District 1 and 3 incumbents John Brown Sr. and Sarah Usdin, respectively, were re-elected without opposition. Ethan Ashley and Ben Kleban won the District 2 and 5 seats, respectively, when Ashley’s incumbent opponent was disqualified and Kleban’s only opponent withdrew.

The District 4 and 7 seats held by Leslie Ellison and Nolan Marshall Sr. are the only other seats being contested on Nov. 8, and for more information on those races, see a longer version of this article published in this week’s edition of Gambit.

One thought on “District 6 School Board election pits incumbent against neighborhood activist

  1. This says it all: “Alvarez, who touts endorsements from… local teachers’ and workers’ unions”… If you liked the old UTNO
    and the pre-Katrina school system, you’ll like Alvarez. The unions detest charter schools and are doing their best to tear them down despite overwhelming support among NOLA school families for the charter school movement.
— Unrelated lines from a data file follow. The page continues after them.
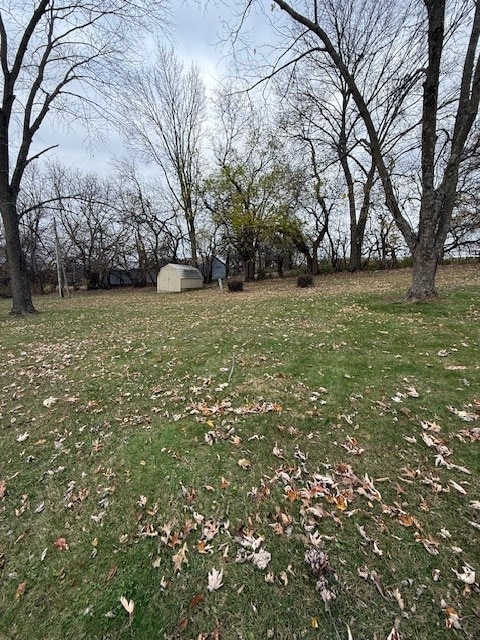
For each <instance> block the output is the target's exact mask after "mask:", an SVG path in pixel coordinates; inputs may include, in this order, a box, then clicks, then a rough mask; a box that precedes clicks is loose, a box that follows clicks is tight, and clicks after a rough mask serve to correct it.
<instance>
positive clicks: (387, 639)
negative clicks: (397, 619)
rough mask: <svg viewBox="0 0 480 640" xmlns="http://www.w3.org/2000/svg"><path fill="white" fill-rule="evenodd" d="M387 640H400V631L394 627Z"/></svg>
mask: <svg viewBox="0 0 480 640" xmlns="http://www.w3.org/2000/svg"><path fill="white" fill-rule="evenodd" d="M387 640H400V634H399V633H398V629H397V628H396V627H393V629H392V630H391V631H390V633H389V634H388V638H387Z"/></svg>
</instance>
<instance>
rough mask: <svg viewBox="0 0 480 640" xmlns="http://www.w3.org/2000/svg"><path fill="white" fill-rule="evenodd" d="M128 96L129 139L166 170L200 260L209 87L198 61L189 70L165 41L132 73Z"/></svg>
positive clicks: (125, 128)
mask: <svg viewBox="0 0 480 640" xmlns="http://www.w3.org/2000/svg"><path fill="white" fill-rule="evenodd" d="M122 102H124V104H125V105H126V108H125V109H124V110H123V123H124V131H125V133H126V135H127V142H128V143H129V144H130V145H131V146H132V147H133V148H134V149H135V150H136V151H138V152H139V153H140V154H141V156H142V157H143V158H145V159H146V160H148V161H153V162H154V163H155V164H157V165H158V166H159V167H160V169H161V172H162V176H163V178H164V180H165V183H166V185H167V189H168V192H169V194H170V201H171V207H172V210H173V211H178V212H179V213H181V214H182V216H183V218H184V221H185V225H186V228H187V235H188V240H189V245H190V254H191V259H192V262H193V263H194V264H195V265H196V264H197V237H196V224H195V221H196V216H197V213H198V207H199V185H200V179H201V178H200V164H201V144H202V136H203V129H204V120H205V90H204V86H203V83H202V80H201V78H200V71H199V69H198V67H196V66H195V65H193V64H192V65H191V66H190V68H189V69H187V70H185V68H184V65H183V64H182V63H181V62H180V61H179V60H178V59H177V58H176V56H175V53H174V51H173V49H165V48H163V47H159V48H158V51H157V54H156V58H155V62H154V64H153V65H152V66H151V67H150V68H147V69H142V70H141V71H138V72H135V73H129V74H128V75H127V77H126V78H125V83H124V92H123V97H122Z"/></svg>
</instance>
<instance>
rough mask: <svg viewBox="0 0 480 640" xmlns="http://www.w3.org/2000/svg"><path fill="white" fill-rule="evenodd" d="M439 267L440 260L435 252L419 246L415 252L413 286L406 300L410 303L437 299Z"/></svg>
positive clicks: (419, 245)
mask: <svg viewBox="0 0 480 640" xmlns="http://www.w3.org/2000/svg"><path fill="white" fill-rule="evenodd" d="M437 267H438V258H437V256H436V254H435V252H432V251H426V250H425V247H422V246H421V245H420V244H419V246H418V248H416V249H415V251H414V252H413V273H412V285H411V287H410V289H409V290H408V292H407V295H406V298H405V299H406V300H407V301H408V302H420V301H422V300H428V299H429V298H434V297H436V295H437V290H436V288H435V275H436V273H437Z"/></svg>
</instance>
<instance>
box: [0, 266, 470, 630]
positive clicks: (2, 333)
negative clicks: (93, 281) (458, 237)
mask: <svg viewBox="0 0 480 640" xmlns="http://www.w3.org/2000/svg"><path fill="white" fill-rule="evenodd" d="M409 278H410V272H409V271H403V270H402V271H396V272H391V273H387V272H382V273H360V274H354V275H350V274H341V275H332V276H319V277H317V278H316V279H315V287H314V288H311V289H298V288H296V287H295V280H286V281H282V282H278V281H271V282H263V283H258V284H252V285H248V284H247V285H246V286H245V291H244V292H241V293H234V294H233V293H228V292H225V291H224V292H221V291H219V290H218V289H216V288H212V289H205V290H203V291H193V292H189V293H184V294H170V295H169V294H157V293H156V292H155V291H153V290H131V291H111V292H97V293H91V294H90V293H83V294H76V295H74V296H73V297H71V298H69V299H65V300H60V299H58V298H57V297H54V296H50V297H43V298H39V299H37V300H35V305H36V306H37V308H39V309H40V310H41V313H40V314H38V315H37V316H35V317H31V318H27V319H14V318H11V317H9V316H8V312H9V309H10V302H9V301H8V300H2V301H0V325H1V326H0V390H1V391H0V638H2V639H3V638H9V639H19V640H20V639H21V640H24V639H26V638H35V639H37V640H38V639H47V638H48V639H51V640H60V639H65V638H69V639H74V640H76V639H79V638H86V639H88V640H94V639H99V640H100V639H105V640H106V639H112V640H113V639H115V640H117V639H118V640H122V639H131V638H137V639H139V640H140V639H152V638H158V639H163V638H171V639H174V638H175V639H177V638H178V639H180V638H185V639H194V640H207V638H209V639H212V640H214V639H224V640H230V639H232V640H233V639H243V640H250V639H251V640H256V639H263V638H265V639H266V638H273V639H277V640H280V639H285V640H286V639H289V640H291V639H300V638H302V639H303V638H306V639H321V640H338V639H341V640H352V639H353V640H374V639H376V640H387V638H388V639H389V640H399V639H400V640H414V639H419V640H436V639H438V640H440V639H445V638H452V639H454V638H463V639H468V640H474V639H478V638H479V637H480V588H479V580H480V478H479V472H480V420H479V416H480V384H479V382H480V357H479V355H480V265H479V264H472V265H469V266H455V267H453V266H449V267H444V268H442V270H441V271H440V274H439V277H438V286H439V290H440V294H441V297H440V299H439V300H438V302H433V303H428V304H422V305H407V304H404V303H403V302H402V295H403V293H404V292H405V290H406V288H407V286H408V283H409Z"/></svg>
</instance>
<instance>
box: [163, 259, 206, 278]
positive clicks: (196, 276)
mask: <svg viewBox="0 0 480 640" xmlns="http://www.w3.org/2000/svg"><path fill="white" fill-rule="evenodd" d="M164 269H165V271H172V272H173V273H176V274H178V277H179V278H200V279H201V280H203V276H202V274H201V273H200V271H199V270H198V269H197V268H196V267H191V266H189V265H188V264H172V263H170V264H166V265H165V266H164V267H162V268H161V271H163V270H164Z"/></svg>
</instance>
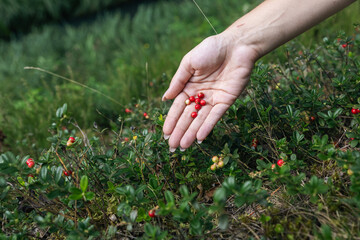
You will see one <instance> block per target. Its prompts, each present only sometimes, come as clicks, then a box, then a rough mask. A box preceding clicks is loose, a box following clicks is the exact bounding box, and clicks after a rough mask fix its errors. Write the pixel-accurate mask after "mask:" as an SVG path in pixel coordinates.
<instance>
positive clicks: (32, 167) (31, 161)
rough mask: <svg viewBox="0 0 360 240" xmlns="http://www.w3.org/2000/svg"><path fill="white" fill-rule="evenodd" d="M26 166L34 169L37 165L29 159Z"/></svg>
mask: <svg viewBox="0 0 360 240" xmlns="http://www.w3.org/2000/svg"><path fill="white" fill-rule="evenodd" d="M26 164H27V165H28V167H29V168H33V167H34V165H35V162H34V160H33V159H32V158H29V159H28V160H27V161H26Z"/></svg>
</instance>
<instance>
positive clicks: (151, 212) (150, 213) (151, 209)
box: [148, 209, 155, 218]
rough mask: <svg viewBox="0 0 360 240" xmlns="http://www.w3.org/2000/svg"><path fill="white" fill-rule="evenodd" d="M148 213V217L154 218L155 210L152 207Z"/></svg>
mask: <svg viewBox="0 0 360 240" xmlns="http://www.w3.org/2000/svg"><path fill="white" fill-rule="evenodd" d="M148 214H149V217H151V218H154V217H155V210H154V209H151V210H149V212H148Z"/></svg>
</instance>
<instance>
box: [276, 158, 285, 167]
mask: <svg viewBox="0 0 360 240" xmlns="http://www.w3.org/2000/svg"><path fill="white" fill-rule="evenodd" d="M283 164H284V160H282V159H279V160H278V161H277V165H278V166H279V167H281V166H282V165H283Z"/></svg>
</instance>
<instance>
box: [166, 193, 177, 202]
mask: <svg viewBox="0 0 360 240" xmlns="http://www.w3.org/2000/svg"><path fill="white" fill-rule="evenodd" d="M165 199H166V201H167V203H172V204H175V199H174V196H173V194H172V193H171V192H170V191H166V192H165Z"/></svg>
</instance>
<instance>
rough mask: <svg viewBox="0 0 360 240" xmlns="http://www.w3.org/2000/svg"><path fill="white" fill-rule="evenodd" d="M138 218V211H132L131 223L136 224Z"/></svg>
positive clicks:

Charter schools hold teachers accountable–that’s anathema to UTNO. UTNO and their ilk want school board members like Alvarez so that as more schools return to OPSB,
    the OPSB board will require union membership for teachers and other employees, and the unions will regain their stranglehold. Keep Woody Koppel on the board. He’s been a teacher and he respects teachers. We don’t need a union-dominated school board.